Research from Britain's Sheffield University published this month bolsters the theory that menopause evolved so that older women could focus on being grandmothers rather than having babies forced to compete for finite resources with the offspring of their daughters and daughters-in-law.
"It becomes in the mother's interest not to reproduce," said Australian evolutionary ecologist Rob Brooks in response to the research.
"Genes that underpin retiring from reproduction and looking after your grandchildren tend to be favoured because that conflict is suppressing that late-life reproductive success."
Brooks, from Sydney's University of New South Wales, was commenting on research led by Dr Virpi Lummaa that found that women had more grandchildren if they stopped reproducing around the age of 50.

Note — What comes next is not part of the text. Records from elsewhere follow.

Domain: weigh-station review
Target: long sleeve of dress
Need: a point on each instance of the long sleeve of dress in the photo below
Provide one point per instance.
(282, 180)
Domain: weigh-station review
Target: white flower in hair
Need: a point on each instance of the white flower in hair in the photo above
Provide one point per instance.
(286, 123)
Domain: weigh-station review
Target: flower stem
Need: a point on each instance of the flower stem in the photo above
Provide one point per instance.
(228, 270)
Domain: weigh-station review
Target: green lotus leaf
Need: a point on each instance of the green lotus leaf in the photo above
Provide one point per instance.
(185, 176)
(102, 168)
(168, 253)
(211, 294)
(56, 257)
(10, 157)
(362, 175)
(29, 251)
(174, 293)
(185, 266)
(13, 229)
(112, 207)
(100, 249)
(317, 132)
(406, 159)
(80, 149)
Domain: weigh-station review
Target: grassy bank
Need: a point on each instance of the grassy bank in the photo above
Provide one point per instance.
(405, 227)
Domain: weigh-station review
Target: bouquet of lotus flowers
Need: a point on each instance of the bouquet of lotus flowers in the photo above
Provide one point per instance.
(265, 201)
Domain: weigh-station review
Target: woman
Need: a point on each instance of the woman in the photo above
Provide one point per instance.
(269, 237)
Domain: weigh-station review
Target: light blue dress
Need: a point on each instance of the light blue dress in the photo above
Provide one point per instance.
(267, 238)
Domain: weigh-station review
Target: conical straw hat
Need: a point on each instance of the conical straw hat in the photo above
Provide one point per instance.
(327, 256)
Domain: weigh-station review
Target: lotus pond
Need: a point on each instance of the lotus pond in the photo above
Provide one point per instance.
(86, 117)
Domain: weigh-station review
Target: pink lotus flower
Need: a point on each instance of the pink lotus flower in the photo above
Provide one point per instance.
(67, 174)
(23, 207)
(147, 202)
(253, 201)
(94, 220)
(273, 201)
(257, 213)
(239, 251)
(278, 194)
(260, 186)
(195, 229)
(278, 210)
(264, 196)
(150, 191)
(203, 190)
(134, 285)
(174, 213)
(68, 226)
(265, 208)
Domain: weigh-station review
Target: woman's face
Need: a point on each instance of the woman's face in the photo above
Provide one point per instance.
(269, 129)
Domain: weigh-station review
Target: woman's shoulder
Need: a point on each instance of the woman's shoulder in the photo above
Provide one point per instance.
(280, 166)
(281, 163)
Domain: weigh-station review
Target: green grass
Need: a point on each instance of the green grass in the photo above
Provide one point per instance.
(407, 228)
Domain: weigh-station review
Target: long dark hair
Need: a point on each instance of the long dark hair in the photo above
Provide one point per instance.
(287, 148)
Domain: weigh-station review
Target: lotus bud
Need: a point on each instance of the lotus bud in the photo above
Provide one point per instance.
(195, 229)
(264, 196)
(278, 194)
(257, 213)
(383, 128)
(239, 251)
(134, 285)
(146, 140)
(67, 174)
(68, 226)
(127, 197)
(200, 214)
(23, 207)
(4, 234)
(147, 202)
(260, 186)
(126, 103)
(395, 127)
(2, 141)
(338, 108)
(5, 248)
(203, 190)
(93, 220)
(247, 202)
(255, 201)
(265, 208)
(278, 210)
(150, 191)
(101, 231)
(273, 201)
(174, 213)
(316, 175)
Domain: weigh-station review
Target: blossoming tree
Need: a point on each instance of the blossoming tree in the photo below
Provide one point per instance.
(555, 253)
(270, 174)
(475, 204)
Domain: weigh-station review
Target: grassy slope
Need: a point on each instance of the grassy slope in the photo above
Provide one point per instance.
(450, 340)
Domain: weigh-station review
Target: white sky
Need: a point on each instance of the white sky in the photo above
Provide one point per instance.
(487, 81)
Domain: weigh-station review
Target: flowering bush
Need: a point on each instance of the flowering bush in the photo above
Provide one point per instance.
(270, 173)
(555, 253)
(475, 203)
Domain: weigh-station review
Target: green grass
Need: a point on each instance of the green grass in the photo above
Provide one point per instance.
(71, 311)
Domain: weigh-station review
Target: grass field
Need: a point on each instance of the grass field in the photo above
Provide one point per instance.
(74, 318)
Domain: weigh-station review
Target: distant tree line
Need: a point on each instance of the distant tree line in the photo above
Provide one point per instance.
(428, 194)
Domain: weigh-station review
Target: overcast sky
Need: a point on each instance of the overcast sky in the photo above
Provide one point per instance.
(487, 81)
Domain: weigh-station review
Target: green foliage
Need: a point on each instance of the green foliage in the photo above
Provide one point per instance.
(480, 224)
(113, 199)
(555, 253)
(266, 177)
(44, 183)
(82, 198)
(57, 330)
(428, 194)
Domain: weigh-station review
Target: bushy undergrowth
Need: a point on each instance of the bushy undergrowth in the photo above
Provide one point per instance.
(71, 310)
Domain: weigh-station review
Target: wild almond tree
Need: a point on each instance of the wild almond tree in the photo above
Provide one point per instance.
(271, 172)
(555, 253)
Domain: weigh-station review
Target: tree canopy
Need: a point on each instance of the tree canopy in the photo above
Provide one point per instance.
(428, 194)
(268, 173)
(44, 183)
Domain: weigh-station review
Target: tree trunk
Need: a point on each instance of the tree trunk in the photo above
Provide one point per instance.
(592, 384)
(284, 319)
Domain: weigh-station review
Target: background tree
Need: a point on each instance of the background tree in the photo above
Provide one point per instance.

Lummaa's team trawled through church records of 653 women born in Finland between 1702 and 1823 who had 4,703 offspring and 9,164 grandchildren.
They also found that a child born to families with a mother-in-law and daughter-in-law reproducing at the same time was twice as likely to die before reaching the age of 15 than when a mother and daughter who were breeding simultaneously.
"If there's only a finite amount of food then it either goes into one body or another body," Professor Brooks said.
In pre-industrial Finland, as everywhere else at the time, finding enough to eat was a struggle and competition sparked conflict, Brooks said.
"Pregnancy lasts nine months and in any agricultural society there's always a couple of months of hunger before the harvest, so most pregnancies would have overlapped with those couple of months."
Brooks said conflict within the family was the missing ingredient in our understanding of menopause. Conflict with younger women forces mothers-in-law into menopause and to become full-time grandmothers.
"Arguments and homicides and all those things that we think of as conflict are extreme expressions of competition," he said. "In this case it's mostly during gestation that the two mothers would be competing for food and there might not be enough food for both of them to have a baby."
Brooks speculated that the increasing prevalence of older mothers nowadays points to an evolutionary reversal with menopause being delayed to accord with a plentiful supply of food and less conflict.
"I imagine that that's probably happening right now - just the fact that there are lots of older mothers."